Macera Dolu Amerika 1: San Francisco!

Uzun zamandır hazırlandığımız bir haftalık San Francisco gezisi rüzgar gibi geldi geçti! Bu yazımda Amerika’nın bu muhteşem şehrini aldığım notlar ve ipuçlarıyla anlatacağım sizlere. San Francisco ile başlayan Los Angeles’tan geçen ve San Francisco’da son bulan 7 günlük seyahatte yaşadıklarımı okumaya hazırsanız, başlıyorum! Hadi bakalım.

Öncelikle uçakları sevdiğimi söylemem gerek. Sırf bu sebeple giderken A380’e dönerken 747’ye binebileyim diye aktarmalı alıyoruz biletlerimizi…

İstanbul’dan Pazar sabah 6’da Frankfurt’a ardından Frankfurt’tan gıcır bir A380 ile San Francisco’ya geçiyoruz.

Yolda yiyecek ve içecek ikramı sürekli devam ediyor. Ancak siz bu frekanstan da memnun kalmayacağınızı düşünüyorsanız, ben acıkırım diyorsanız yanınıza atıştırmalık almayı ihmal etmeyin. İçeceğe ise gerek yok, her türlüsü daima servis ediliyor.

Frankfurt havalimanı gibi bir havalimanında aktarma yapıyorsanız transit geçiş vizesine ihtiyacınız olmuyor. Bu bilgiyi Alman makamlarının internet sitesinden kontrol edebilirsiniz. Gitmeden bakmakta fayda var. Transit vize diye aratınca hemen çıkıyor.

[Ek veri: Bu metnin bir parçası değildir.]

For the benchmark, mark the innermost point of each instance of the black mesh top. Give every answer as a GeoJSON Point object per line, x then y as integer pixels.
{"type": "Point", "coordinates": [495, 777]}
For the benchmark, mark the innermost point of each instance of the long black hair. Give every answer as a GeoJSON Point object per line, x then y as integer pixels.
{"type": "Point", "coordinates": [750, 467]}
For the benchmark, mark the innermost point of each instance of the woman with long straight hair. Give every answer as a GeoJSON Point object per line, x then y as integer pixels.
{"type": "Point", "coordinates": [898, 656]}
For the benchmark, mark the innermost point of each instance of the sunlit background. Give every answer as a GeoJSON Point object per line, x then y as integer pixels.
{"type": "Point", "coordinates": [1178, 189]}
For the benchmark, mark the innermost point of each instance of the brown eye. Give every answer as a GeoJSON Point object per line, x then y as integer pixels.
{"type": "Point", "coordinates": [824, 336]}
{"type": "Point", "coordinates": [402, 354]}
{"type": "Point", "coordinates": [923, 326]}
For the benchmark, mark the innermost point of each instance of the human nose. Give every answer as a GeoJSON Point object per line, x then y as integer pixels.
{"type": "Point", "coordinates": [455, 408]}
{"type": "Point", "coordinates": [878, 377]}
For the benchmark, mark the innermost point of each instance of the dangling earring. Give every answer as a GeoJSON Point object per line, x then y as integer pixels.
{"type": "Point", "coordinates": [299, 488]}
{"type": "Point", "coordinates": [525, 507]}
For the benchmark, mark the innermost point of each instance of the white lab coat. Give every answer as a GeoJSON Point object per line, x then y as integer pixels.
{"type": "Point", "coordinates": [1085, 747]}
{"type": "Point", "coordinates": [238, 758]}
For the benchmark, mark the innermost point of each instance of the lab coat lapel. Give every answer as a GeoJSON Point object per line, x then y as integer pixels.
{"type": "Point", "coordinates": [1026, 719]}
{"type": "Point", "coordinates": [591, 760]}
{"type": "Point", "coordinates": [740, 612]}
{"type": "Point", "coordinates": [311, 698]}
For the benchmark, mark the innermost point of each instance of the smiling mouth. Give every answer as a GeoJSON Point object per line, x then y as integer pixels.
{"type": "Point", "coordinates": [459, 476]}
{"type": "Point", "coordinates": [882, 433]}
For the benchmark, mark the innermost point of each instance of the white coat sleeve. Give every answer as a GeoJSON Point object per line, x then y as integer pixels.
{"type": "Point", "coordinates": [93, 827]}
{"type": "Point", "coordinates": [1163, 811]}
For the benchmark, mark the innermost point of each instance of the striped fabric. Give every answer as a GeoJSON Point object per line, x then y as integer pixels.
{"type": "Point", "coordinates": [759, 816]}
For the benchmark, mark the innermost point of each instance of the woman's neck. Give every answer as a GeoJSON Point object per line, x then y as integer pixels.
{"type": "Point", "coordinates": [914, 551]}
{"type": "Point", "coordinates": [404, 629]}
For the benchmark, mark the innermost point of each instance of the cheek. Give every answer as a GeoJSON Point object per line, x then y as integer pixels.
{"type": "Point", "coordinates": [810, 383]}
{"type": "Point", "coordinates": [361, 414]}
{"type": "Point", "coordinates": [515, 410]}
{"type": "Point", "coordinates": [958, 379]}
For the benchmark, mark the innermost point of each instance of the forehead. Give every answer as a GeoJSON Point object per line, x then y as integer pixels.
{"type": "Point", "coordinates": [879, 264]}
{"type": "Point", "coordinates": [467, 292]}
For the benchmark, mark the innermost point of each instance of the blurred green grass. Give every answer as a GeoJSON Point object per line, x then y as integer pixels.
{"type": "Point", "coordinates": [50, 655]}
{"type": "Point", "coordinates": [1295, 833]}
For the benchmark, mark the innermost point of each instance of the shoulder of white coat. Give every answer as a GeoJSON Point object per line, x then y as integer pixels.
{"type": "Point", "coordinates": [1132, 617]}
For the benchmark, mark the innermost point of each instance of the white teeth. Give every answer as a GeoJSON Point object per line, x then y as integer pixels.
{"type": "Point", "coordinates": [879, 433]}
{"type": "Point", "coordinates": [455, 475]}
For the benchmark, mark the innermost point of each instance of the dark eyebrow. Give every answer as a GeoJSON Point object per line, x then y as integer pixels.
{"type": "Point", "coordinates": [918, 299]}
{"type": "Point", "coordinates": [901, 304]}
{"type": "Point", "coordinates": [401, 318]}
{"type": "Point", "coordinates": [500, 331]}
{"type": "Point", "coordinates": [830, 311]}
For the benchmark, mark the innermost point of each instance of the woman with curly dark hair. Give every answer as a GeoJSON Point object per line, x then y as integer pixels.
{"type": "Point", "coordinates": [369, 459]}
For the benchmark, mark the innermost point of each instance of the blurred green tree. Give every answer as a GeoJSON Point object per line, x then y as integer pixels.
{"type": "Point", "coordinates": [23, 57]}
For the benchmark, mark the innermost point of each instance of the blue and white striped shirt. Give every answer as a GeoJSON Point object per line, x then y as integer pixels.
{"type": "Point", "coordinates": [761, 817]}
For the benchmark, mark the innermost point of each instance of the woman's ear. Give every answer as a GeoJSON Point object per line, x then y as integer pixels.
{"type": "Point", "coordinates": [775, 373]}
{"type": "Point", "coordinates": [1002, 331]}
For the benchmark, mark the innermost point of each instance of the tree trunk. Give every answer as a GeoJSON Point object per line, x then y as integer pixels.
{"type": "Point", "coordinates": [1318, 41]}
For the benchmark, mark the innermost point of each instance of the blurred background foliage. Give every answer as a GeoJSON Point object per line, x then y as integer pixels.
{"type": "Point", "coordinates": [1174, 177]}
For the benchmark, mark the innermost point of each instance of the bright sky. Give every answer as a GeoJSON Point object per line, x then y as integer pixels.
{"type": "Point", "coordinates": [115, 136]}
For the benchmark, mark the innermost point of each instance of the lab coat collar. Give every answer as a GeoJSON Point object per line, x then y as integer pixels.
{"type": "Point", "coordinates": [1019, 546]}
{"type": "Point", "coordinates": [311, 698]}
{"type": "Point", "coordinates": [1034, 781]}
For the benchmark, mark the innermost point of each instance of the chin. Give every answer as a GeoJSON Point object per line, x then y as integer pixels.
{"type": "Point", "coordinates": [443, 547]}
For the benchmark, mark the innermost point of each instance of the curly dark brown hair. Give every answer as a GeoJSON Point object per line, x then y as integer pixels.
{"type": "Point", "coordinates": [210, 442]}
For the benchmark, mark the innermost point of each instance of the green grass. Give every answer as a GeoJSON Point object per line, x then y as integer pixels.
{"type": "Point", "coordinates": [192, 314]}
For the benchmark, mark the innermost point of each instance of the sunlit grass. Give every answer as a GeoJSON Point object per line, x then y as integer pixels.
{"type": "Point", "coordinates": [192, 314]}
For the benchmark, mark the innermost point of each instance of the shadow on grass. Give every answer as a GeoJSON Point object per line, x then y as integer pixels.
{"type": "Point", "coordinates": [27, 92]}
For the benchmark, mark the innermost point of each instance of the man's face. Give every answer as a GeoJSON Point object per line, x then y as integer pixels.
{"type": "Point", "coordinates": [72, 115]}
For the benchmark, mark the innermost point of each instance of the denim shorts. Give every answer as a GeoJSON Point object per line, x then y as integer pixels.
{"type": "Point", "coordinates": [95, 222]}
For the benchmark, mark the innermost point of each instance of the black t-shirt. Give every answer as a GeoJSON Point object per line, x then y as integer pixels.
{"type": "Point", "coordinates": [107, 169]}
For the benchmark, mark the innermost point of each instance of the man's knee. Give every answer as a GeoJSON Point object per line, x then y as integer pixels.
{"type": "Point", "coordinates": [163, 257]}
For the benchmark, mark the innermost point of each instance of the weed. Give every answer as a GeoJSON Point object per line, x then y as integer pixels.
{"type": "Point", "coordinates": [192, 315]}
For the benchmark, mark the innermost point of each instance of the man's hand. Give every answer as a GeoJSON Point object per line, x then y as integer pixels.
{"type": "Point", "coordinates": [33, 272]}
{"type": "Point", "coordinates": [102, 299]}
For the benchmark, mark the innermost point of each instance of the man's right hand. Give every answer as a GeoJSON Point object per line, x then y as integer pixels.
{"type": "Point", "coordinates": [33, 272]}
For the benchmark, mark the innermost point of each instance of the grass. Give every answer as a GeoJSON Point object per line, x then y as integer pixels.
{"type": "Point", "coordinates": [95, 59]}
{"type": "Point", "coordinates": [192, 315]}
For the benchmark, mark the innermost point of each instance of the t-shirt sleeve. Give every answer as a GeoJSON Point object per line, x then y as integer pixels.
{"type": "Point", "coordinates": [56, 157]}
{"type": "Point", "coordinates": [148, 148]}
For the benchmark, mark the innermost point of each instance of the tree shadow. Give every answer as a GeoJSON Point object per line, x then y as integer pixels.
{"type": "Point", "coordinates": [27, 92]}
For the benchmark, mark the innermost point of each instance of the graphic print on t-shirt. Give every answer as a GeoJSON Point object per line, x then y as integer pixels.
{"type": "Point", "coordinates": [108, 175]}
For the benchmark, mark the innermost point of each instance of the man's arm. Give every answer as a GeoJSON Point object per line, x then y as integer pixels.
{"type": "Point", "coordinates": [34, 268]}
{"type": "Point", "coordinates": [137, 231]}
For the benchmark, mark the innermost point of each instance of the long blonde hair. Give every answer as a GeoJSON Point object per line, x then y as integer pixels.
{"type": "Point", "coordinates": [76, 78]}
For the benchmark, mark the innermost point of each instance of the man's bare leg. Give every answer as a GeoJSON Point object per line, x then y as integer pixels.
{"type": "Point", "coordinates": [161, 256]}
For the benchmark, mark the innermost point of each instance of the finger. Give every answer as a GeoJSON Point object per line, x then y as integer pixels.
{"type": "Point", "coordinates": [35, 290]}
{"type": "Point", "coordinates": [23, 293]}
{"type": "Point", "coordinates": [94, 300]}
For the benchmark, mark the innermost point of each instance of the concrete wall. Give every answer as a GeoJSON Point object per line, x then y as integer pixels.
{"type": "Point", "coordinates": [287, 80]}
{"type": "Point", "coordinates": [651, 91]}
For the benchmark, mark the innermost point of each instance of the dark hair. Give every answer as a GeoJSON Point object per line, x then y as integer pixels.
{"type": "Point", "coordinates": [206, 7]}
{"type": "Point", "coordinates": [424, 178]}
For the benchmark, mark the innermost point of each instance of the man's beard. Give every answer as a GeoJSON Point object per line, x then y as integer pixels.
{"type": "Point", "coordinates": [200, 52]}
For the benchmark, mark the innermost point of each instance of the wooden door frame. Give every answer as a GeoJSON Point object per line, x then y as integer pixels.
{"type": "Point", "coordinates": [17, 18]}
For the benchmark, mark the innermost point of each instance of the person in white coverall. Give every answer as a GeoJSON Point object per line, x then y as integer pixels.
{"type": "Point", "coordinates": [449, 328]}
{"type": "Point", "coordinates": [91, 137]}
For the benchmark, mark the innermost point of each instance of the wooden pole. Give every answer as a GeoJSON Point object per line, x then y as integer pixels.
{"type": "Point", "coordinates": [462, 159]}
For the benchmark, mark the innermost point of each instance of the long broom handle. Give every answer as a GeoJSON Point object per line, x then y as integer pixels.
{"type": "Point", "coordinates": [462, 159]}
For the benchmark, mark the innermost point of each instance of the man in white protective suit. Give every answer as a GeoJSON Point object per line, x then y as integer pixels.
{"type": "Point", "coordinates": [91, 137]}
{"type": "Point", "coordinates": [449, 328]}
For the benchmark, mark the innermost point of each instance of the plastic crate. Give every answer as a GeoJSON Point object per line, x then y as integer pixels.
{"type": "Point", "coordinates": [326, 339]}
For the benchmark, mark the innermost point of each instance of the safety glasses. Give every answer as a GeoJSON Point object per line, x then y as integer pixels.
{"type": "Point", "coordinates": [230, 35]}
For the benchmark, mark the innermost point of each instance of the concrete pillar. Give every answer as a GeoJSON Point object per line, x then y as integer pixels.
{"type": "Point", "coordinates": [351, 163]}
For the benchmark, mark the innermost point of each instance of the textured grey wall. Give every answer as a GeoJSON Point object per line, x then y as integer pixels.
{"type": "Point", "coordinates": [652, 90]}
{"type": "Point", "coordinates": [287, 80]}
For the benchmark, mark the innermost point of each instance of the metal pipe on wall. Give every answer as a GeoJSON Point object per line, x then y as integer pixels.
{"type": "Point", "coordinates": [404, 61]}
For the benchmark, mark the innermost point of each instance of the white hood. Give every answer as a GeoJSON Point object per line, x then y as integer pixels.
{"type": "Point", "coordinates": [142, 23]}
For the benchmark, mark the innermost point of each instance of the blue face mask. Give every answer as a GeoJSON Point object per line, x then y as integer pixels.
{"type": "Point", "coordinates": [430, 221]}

Vardığımızda günlerden yine Pazar saat 13.00 civarı. Yolculuk toplam 13-14 saat sürüyor. Aktarmalarla belki daha fazla net anımsayamıyorum. Pazar sabah kalkıp, 13-14 saat yol yapıp yine Pazar öğlen varacağım yerde olmak beni ilk şaşırtan şeydi, daha önce okyanus ötesi bir uçuşum olmamıştı.

Vardığımızda bu yolculuktan pek etkilenmiş görünmüyorduk, uçakta perdeleri kapadıkları bir aralık geliyor. O zamana uyar da perdeler kapandığında uykunuzu almaya çalışırsanız indiğinizde hiçbir şey hissetmiyorsunuz. Zamanlamayı ona göre ayarladıklarını duymuştum, sanırım doğru. Dönüşümüzde 2-3 gün kendimize gelemedik onu anlatırım.

Yol boyunca 3-4 film izleyebilirsiniz. Ben Midnight in Paris’i bilmem kaç kere izlesem de yine izledim.! San Francisco havaalanından şehir merkezine giden trenler var. Über çağırırsanız 40-45 dolar civarı tutuyor (dönüşte yaptık) bir de 5 dolar havaalanı vergisi kesiliyor o nedenle 50 doları gözden çıkarmanız gerekebilir. Tren ise ucuz, 8 dolar civarında. BART ismini taşıyan trenlere binmek için biraz yardım gerekebilir. Çünkü biletleme biraz farklı. Bizdeki akbil dolum makineleri gibi bir makine var. Bu makinede her durak için kartınızda kaç dolar yüklü olması gerektiği yazıyor. Siz gideceğiniz durağı bulup yanında yazan dolar kadar doları makineye koyup (daha fazla koyabilirsiniz) kartınıza o doları yüklüyorsunuz. Ardından trene biniyorsunuz. İndiğiniz durakta çıkışta makineye kartınızı okutuyorsunuz. Kartınızda o durak için yeterli bakiye varsa çıkmanıza izin veriyor. Değilse belli bir tutara kadar ek yükleme yapmanıza izin veriyor ancak bu tutar sınırlı ona göre. Ek yükleme ile de tamamlayamadıysanız başınıza ne geliyor bilmiyorum.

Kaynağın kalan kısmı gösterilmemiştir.